To our knowledge, this is the first study that evaluates the routs of stem cells administration in an experimental rat model. Although authors use published references to copy methods, it is indeed important to know which is the best route to cell therapy administration or transplantation in experimental models of liver regeneration. All four groups underwent partial hepatectomy of 70% targeting the same weight of resected liver. Initially, we observed in PET-scan tests a similarity in administered cells by different routes, but after 21 days the intravenous route administration showed to be the best one, with a bigger amount of cells in the liver site.
It is interesting to notice that the enteral route was better than peritoneal and tracheal routes, and it showed to be also a good route of administration. Other important point is that the enteral route of administration (gavage tube) was placed after the stomach, preventing the acid acting on the cells.
It is remarkable that the tracheal route group showed a representative amount of viable marked stem cells in the liver. Although we did not find any study using this way of administration in our review, this is also an option for specific studies, and it demonstrates the high absorption capacity of the animal in different sites when stem cells are administrated. By the literature review with 69 articles in Medline-PubMed, the most common route of infusion was intravenous in 62% of specific articles, followed by intraesplenic (12%) and intraperitoneal (12%).

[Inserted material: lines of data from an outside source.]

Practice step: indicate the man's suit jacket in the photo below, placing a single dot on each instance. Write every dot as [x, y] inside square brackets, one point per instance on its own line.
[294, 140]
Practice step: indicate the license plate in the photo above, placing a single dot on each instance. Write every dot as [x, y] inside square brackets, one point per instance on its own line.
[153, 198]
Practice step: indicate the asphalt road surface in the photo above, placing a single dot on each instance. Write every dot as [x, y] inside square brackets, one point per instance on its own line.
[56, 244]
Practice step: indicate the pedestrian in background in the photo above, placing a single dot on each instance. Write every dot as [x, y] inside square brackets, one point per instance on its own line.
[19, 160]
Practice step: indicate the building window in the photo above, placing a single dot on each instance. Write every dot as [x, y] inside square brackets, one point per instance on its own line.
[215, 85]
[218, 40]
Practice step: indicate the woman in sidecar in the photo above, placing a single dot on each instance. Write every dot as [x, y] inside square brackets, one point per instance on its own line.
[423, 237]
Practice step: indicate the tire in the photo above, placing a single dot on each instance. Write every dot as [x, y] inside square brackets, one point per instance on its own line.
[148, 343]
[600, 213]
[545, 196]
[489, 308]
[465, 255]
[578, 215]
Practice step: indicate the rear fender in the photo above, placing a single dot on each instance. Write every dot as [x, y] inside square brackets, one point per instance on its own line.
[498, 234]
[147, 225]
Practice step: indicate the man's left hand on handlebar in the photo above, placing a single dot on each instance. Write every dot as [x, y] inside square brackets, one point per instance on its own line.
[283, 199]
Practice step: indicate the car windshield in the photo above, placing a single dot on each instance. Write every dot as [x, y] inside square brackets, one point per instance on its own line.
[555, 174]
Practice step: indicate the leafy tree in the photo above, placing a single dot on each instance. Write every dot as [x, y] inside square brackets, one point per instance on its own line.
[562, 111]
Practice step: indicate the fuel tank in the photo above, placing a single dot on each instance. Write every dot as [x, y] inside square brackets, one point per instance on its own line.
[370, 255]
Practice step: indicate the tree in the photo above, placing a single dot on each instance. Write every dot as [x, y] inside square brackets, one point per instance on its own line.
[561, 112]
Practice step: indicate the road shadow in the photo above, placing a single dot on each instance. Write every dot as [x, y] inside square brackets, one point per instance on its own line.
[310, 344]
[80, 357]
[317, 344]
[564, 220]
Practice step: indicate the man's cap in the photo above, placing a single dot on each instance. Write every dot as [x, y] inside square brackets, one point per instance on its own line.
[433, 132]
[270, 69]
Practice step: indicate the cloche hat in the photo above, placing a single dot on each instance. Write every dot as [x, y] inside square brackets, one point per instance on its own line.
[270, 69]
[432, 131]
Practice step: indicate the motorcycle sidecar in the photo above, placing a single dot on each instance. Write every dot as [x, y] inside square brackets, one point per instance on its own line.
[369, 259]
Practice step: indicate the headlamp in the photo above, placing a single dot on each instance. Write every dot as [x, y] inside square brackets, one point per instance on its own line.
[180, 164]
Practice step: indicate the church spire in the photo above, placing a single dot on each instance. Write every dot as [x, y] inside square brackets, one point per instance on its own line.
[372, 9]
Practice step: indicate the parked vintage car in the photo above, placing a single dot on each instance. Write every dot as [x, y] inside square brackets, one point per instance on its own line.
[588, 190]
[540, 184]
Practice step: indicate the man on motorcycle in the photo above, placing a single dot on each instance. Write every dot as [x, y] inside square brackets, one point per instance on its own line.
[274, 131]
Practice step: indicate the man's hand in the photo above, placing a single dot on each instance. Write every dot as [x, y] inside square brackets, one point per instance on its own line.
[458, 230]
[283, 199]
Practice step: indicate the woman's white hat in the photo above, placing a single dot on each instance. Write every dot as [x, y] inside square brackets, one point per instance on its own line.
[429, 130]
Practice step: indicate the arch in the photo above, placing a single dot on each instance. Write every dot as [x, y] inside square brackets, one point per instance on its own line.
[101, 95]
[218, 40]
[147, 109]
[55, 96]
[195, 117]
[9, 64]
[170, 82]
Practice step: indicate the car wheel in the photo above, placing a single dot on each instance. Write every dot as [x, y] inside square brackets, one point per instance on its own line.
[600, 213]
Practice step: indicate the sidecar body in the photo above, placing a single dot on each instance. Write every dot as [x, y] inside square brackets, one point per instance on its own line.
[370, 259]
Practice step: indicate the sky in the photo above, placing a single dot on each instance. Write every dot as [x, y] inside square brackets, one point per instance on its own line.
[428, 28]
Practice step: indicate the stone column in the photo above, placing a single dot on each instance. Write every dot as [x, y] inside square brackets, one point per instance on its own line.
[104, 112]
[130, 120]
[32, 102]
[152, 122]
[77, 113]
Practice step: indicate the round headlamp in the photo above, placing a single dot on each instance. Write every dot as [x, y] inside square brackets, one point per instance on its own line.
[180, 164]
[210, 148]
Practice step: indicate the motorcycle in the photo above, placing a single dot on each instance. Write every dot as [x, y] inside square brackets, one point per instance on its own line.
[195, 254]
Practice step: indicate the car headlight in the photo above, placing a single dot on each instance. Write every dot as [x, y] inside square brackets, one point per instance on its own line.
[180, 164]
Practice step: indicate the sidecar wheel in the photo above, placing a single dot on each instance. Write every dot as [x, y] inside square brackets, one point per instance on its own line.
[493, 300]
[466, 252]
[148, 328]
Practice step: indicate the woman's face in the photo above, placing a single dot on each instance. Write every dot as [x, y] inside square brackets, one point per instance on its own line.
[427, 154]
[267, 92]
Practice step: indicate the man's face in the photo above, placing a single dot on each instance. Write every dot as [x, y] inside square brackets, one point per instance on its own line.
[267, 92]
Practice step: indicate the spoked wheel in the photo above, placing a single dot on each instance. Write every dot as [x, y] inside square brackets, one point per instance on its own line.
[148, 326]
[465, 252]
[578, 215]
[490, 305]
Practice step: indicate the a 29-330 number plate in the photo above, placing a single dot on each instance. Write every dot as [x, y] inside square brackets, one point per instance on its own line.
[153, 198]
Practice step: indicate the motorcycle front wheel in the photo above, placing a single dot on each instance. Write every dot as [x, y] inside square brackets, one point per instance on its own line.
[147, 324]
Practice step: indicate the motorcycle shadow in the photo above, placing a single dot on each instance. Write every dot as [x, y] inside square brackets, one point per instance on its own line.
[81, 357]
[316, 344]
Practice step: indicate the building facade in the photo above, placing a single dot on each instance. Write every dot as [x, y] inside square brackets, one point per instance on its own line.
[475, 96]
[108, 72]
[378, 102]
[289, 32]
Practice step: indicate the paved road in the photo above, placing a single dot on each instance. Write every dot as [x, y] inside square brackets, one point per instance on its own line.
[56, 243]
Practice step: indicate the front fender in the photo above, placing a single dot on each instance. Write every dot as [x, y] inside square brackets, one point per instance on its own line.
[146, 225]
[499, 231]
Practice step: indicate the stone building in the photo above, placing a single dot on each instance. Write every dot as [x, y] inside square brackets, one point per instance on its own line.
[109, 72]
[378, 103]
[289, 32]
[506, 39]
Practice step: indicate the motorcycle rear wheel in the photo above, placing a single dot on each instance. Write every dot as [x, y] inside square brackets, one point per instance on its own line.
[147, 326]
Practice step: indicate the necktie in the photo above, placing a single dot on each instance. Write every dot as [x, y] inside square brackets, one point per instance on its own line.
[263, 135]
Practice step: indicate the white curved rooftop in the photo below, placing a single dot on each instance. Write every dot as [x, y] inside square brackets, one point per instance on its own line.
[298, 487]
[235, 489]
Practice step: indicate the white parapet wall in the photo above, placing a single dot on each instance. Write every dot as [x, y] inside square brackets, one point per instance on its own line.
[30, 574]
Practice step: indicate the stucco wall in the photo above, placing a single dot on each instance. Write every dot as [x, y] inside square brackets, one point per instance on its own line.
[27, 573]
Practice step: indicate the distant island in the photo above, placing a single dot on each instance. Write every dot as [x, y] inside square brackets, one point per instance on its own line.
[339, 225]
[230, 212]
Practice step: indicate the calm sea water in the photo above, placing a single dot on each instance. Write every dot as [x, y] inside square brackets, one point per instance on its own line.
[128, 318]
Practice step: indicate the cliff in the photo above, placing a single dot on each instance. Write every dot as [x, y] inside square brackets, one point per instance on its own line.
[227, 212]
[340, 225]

Salomone et al.6 showed the efficacy of stem cell transplantation in rats with acetaminophen liver injury on Sprague-Dawley rats that were administrated 300mg/kg of acetaminophen intraperitoneally. The therapy was performed in six rats that received the infusion of stem cells via the caudal vein. They injected around 200.000 cells suspended in 1 mL of saline solution and six rats were administrated only saline. In this study, as an example, the authors used the intravenous administration.
The hepatocyte transplantation in animal models showed the intraportal route has been used in animal models of metabolic liver disorders. However, the peritoneal cavity and subcutaneous tissues have been investigated and these sites do not efficiently support cell viability for long periods because the transplanted cells have no direct and instant access to oxygen and nutrients8. Another study demonstrated the contribution of mature hepatocytes to small hepatocyte-like progenitor cells in retrorsine-exposed rats with chimeric livers that was administrated via intraportal7.
The spleen has proven to be also a good site for hepatocyte engraftment. The hepatocytes infused into the portal vein or infused into the spleen undergo blood flow-mediated translocation to the hepatic sinusoids. However, a large proportion remains in the spleen, which can serve as a site for long-term survival and function of engrafted hepatocytes. Intrasplenic hepatocyte transplantation has been performed in animal models of chronic liver failure8.
Ultimately, the intravenous route of administration was more appropriate to aim in the liver place, followed by enteral. All four routes tested showed to lead cells to the liver even the tracheal route. The intravenous route, as the most used, confirmed to be the best route for cells administration in rats models for liver regeneration.